One friend calls it mamapause, but I'm still a mama. I see the wisdom in referring to the entire process as the change. Yet, why THE change? There've been so many ? world changes and my own physical and emotional changes. My friend Madge said that her doctor warned her to look for symptoms as if she were in danger. Is this change more of a challenge or more profound than falling in love, becoming a parent, dealing with my 8-month-old son's meningitis, getting divorced, creating my own job, having Crohn's disease or grieving the deaths of loved ones? Life is change.
Life in Menopause
I'm reminded of Sunday Morning, a poem by Wallace Stevens, in which a woman contemplates the divine, which she finds "In any balm or beauty of the Earth." Aware of life change necessary for beauty, from the birth of the bird to its flight away, from a flower's bud to bloom and final fade, she asks if there is no change in paradise. "Does ripe fruit never fall?"
Only the stillness of death ends change.

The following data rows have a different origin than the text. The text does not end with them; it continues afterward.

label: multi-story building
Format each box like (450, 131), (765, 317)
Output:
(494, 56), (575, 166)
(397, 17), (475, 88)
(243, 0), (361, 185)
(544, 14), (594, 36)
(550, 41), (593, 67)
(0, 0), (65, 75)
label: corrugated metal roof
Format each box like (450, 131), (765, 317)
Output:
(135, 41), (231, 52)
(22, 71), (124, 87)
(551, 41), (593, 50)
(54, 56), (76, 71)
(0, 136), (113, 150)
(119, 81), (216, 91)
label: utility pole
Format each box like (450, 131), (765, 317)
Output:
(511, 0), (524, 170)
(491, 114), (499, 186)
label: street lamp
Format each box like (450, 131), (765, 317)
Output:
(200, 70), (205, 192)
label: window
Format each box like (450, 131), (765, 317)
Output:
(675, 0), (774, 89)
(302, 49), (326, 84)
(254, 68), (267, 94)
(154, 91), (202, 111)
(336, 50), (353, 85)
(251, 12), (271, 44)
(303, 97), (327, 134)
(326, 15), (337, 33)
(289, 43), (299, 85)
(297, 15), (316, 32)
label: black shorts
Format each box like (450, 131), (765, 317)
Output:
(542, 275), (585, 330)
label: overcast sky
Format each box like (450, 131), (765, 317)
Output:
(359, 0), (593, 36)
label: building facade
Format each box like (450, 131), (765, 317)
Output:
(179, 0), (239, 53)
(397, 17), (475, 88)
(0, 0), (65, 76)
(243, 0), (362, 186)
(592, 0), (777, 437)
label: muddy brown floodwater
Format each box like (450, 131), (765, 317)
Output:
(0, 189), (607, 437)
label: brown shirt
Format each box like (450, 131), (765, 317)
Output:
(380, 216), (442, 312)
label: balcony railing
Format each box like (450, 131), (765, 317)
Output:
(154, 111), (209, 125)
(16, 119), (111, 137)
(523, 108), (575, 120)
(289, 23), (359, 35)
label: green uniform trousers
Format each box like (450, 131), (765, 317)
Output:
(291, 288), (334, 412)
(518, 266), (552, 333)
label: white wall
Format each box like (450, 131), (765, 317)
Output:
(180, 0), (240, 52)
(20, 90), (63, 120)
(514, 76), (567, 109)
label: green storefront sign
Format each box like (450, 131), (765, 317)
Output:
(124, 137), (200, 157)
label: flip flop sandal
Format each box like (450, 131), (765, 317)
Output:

Where fruit never falls, neither would we. We wouldn't move or grow or even taste the fruit. I'll opt for change, recognizing that it involves loss as well as gain.
I'm not oblivious to aging. I know that my knees get stiff and my back creaks. I have wrinkles and I'm plumper than I used to be. I take my sweater off and pull it back on about 10 times a day. I could catalog and analyze symptoms. But it's not all bad. I notice that I need less sleep. Maybe there's merit to menopause. Just because we're not pregnant doesn't mean we baby boomers are finished. Flower children once, we've become mature peace lilies, extending our stamens, reaching for late opportunities to make our contributions. (Is sappiness a symptom?)
In my early forties, I anticipated the empty nest, and the creative juices that carried me into my born-again sex life also took me to the community radio station, where I hosted a weekly jazz show. I took up painting, illustrating a picture book about my sister. And I learned to sail.
In some ways I'm better able to focus. In fact once I start something, it's hard to stop. If I'm writing that's all I want to do. If I'm sailing, I want to stay out for weeks at a time. If I'm eating ice cream, I eat the entire quart. Whoops ! I guess that's not focus, just lack of self-discipline. I can't make myself clean the house or mow the lawn. Should I worry about this? Am I sick? Is it menopause? Or is it me?